O governo federal já tem asseguradas terras para 92.700 famílias. Até o mês de outubro, 66 mil famílias tiveram seu processo de assentamento concluído. O restante (26.700) já está com suas terras garantidas. O Plano Nacional de Reforma Agrária (PNRA) prevê o assentamento de 115 mil famílias até o final do ano. Os números foram apresentados nesta quarta-feira (10) pelo ministro do Desenvolvimento Agrário, Miguel Rossetto, que esteve reunido com representantes do Movimento dos Trabalhadores Rurais Sem Terra (MST) por quase três horas e meia.

De acordo com os dados divulgados pelo ministério, das 92.700 famílias, 50.600 possuem Relações de Beneficiário homologadas (documento que legitima o assentamento), 15.400 estão em processo de legitimação e 26.700 processos estão encaminhados.

Ao final do encontro, os líderes do movimento disseram acreditar que a meta do PNRA poderá ser alcançada até o final do ano. “A meta de assentamento de 115 mil famílias foi estabelecida pelo governo e ficou abaixo do que nós queríamos.
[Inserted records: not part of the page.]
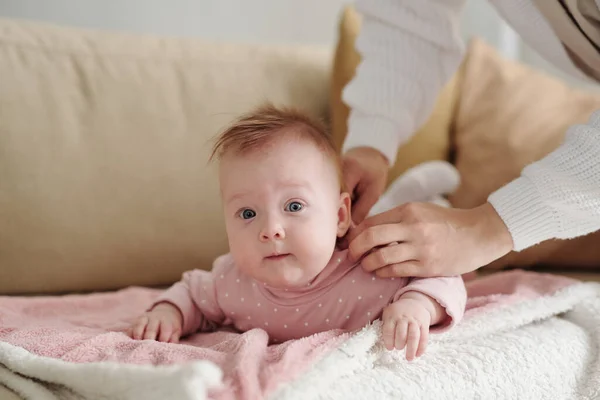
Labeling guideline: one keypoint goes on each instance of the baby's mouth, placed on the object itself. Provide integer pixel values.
(277, 256)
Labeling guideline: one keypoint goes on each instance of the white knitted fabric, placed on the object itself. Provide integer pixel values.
(410, 49)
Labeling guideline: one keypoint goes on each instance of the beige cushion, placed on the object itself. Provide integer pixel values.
(430, 142)
(509, 116)
(104, 141)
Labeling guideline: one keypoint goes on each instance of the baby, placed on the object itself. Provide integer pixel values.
(285, 208)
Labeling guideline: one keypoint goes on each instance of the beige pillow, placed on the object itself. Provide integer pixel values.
(430, 142)
(104, 141)
(510, 115)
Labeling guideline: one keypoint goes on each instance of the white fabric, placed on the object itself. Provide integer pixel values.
(546, 348)
(526, 351)
(409, 50)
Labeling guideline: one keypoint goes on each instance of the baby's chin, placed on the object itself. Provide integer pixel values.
(289, 277)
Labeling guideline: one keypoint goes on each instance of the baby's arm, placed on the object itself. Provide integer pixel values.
(423, 303)
(186, 307)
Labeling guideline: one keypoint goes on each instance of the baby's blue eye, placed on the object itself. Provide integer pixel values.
(248, 214)
(294, 206)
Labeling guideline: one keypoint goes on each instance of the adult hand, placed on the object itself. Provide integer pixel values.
(425, 240)
(365, 172)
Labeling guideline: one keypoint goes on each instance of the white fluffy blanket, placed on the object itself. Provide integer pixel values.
(533, 339)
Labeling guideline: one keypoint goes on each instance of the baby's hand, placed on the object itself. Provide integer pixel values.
(163, 323)
(406, 323)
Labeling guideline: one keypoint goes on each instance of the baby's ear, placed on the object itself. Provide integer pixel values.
(344, 214)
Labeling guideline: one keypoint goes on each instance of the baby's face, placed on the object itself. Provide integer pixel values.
(283, 211)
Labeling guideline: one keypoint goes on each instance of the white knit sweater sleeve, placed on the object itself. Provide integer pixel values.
(558, 196)
(409, 50)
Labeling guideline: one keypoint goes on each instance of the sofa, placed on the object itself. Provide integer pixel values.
(105, 136)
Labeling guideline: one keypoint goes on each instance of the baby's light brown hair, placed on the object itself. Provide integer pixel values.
(260, 127)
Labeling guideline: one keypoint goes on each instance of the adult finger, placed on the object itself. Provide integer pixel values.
(387, 255)
(412, 340)
(405, 269)
(139, 328)
(423, 340)
(366, 199)
(400, 338)
(387, 332)
(351, 175)
(374, 236)
(389, 217)
(151, 329)
(165, 332)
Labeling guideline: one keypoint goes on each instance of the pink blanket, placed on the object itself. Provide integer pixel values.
(86, 328)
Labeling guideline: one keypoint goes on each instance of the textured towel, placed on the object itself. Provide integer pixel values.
(59, 341)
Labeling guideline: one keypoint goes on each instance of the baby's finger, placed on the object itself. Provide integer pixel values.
(165, 332)
(151, 329)
(388, 333)
(400, 338)
(412, 341)
(174, 337)
(423, 340)
(139, 328)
Mas ainda temos dois meses pela frente e esperamos que o número seja atingido até o dia 31 de dezembro”, afirmou o coordenador estadual do MST em São Paulo, Gilmar Mauro.

Segundo Miguel Rossetto, para cumprir a meta do PNRA, o ministério necessita da suplementação orçamentária que deve ser aprovada pelo Congresso Nacional. “Embora tenha havido um retardo no processo por causa dos três meses de paralisação do Incra, os números são muito fortes e nós ainda temos dois meses pela frente. Estamos trabalhando muito para nos aproximarmos de uma forma muito substancial da meta estabelecida. A minha expectativa é que o Congresso possa aprovar num prazo o mais rápido possível a suplementação de 296 milhões de reais para que possamos, portanto, acelerar nesses dois meses todo o nosso trabalho”.

Gilmar Mauro também ressaltou a importância da liberação dos recursos destinados à reforma agrária. “É preciso que os ministérios da Fazenda e do Planejamento liberem recursos porque existe um significativo estoque de terras para a resolução de uma série de problemas estaduais e regionais que não vão ser viabilizados se não houver dinheiro para isso”.